Abu Dhabi acquisition printing press Unsplash/Bank Phrom
ADC Acquisition Corporation's first purchase, United Printing & Publishing, prints materials from magazines to ID cards
  • ADC is Abu Dhabi’s first SPAC
  • Its first purchase is printer UPP
  • Deal could stimulate local markets

The first so-called “blank-cheque” company to list in the Middle East this week signed a deal with United Printing & Publishing, an Abu Dhabi state investment fund business.

Special purpose acquisition companies (SPACs) raise money through an initial public offering and then use the proceeds to acquire other companies.

ADC Acquisition Corporation is the UAE’s first SPAC, chaired by Sheikh Tahnoon bin Zayed Al Nahyan, brother of the UAE president. Together with Chimera Investments – part of Royal Group, Sheikh Tahnoon’s private investment conglomerate – it has agreed to acquire UPP.

The deal implies an enterprise value for UPP of AED623 million ($170 million).

UPP prints a range of products, from newspapers and magazines to identification cards and passports.

According to a statement it will merge with ADC, and the combined entity will become a publicly listed company on the Abu Dhabi Securities Exchange.

The agreement could signal a fresh influx of blank-cheque SPACs in Abu Dhabi. These shot to prominence in 2021 but have since faced regulatory scrutiny along with pushback from investors.

They are generally formed to allow private companies to raise fresh funds to grow and list directly without having to go through the costly and time-consuming IPO process themselves.

“The successful completion of this deal could stimulate regional financial markets, encouraging more companies to consider SPACs as a viable option for listing and raising funds,” Robert Hahm, head of asset management at Mashreq Capital, told AGBI.

Further investment

At the same time, ADC has revealed plans to pursue private investment in public equity (PIPE) fundraising of up to AED734 million.

PIPE involves buying shares of publicly traded stock at a price below the current market value.

The transaction and the PIPE fundraising will provide UPP with AED1 billion of new cash “to pursue organic and inorganic growth avenues”, the company statement added.

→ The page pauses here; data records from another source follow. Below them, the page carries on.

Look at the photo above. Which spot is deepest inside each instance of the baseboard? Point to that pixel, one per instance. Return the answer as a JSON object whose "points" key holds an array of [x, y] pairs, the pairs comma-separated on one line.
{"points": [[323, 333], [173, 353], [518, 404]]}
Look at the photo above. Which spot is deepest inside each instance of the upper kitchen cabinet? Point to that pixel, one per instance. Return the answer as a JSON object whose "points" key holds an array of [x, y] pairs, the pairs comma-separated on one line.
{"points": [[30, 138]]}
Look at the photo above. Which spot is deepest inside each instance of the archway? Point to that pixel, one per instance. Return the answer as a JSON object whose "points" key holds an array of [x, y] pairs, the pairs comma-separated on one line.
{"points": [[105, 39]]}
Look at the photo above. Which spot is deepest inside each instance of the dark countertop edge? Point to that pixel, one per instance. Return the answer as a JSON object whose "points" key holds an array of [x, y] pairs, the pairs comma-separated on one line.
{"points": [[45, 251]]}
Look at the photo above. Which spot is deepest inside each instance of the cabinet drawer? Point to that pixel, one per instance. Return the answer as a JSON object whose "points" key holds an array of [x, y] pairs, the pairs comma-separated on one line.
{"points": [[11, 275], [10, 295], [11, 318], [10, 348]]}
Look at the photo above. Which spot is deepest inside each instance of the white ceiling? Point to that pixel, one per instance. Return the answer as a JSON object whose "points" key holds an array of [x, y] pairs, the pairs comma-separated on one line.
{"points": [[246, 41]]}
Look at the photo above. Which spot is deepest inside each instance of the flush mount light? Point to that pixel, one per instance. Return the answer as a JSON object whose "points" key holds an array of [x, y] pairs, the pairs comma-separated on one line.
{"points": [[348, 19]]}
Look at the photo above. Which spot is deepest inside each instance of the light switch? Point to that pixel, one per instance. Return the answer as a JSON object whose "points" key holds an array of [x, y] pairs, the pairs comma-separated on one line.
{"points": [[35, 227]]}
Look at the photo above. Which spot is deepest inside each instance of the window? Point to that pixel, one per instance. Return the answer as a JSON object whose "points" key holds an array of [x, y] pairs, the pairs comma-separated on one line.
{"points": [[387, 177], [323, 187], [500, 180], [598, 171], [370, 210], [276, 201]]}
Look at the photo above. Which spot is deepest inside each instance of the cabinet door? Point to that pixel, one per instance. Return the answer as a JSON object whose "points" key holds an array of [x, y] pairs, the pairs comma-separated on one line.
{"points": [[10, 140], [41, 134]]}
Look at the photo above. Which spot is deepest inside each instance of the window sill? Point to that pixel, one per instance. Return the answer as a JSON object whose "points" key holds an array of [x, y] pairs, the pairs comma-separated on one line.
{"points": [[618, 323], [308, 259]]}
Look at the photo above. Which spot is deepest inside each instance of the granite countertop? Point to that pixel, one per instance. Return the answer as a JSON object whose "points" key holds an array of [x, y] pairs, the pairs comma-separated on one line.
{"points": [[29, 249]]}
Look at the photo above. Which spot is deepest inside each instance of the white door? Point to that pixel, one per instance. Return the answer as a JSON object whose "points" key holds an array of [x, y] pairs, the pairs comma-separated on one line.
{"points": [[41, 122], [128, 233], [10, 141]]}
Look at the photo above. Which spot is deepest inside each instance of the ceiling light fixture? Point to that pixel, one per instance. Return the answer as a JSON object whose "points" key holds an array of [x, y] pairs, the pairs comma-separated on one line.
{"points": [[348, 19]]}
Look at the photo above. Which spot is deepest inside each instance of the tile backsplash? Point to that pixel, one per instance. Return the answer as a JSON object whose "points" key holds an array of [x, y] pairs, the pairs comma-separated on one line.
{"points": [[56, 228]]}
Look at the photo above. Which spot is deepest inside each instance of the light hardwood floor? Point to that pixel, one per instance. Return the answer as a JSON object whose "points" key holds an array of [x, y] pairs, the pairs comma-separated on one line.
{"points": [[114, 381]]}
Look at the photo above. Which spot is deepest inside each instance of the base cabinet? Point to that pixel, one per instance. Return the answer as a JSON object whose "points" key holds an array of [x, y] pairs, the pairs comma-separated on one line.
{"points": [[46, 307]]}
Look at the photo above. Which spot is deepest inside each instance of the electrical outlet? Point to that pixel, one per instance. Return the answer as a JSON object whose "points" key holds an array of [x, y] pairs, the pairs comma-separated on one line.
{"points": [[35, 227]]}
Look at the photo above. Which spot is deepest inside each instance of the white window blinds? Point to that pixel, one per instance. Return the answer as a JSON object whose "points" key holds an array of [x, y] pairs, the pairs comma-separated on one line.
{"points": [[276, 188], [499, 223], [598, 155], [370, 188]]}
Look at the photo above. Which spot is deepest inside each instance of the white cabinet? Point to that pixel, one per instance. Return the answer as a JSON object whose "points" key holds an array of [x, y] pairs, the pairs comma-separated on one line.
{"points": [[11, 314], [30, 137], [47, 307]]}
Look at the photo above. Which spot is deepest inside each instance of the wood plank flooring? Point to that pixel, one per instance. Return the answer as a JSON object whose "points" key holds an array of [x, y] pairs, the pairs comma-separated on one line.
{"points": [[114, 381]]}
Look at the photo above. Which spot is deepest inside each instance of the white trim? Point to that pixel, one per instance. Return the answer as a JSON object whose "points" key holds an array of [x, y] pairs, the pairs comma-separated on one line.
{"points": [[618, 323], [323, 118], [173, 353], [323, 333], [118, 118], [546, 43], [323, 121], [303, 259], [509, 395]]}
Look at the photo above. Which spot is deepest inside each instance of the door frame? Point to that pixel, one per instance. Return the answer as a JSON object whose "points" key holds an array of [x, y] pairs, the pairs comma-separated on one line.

“UPP’s high revenue visibility provides a robust foundation for future growth, which can be accelerated with funds which will be raised from the PIPE,” Seif Fikry, CEO of ADC, said.

ADC Acquisition Corp raised AED367 million in an IPO, listing on Abu Dhabi’s bourse last May.

SPACs had proved hugely popular, especially as a means to acquire ascendant tech companies, but disappointing returns and rising interest rates have dulled their lustre for investors.

In the US, SPACs’ acquisitions totalled almost $60 billion in 2022, down from $368 billion a year earlier, according to law firm White & Case. The number of deals fell by nearly half over the same period.

In April 2021 Abu Dhabi-based Anghami became the first home-grown Middle East tech company to list on the New York stock exchange after merging with SPAC Vistas Media Acquisition Company. The deal valued the music streaming service at $220 million.

Abu Dhabi Securities Exchange last year became the first Gulf bourse to introduce rules permitting the listing of SPACs.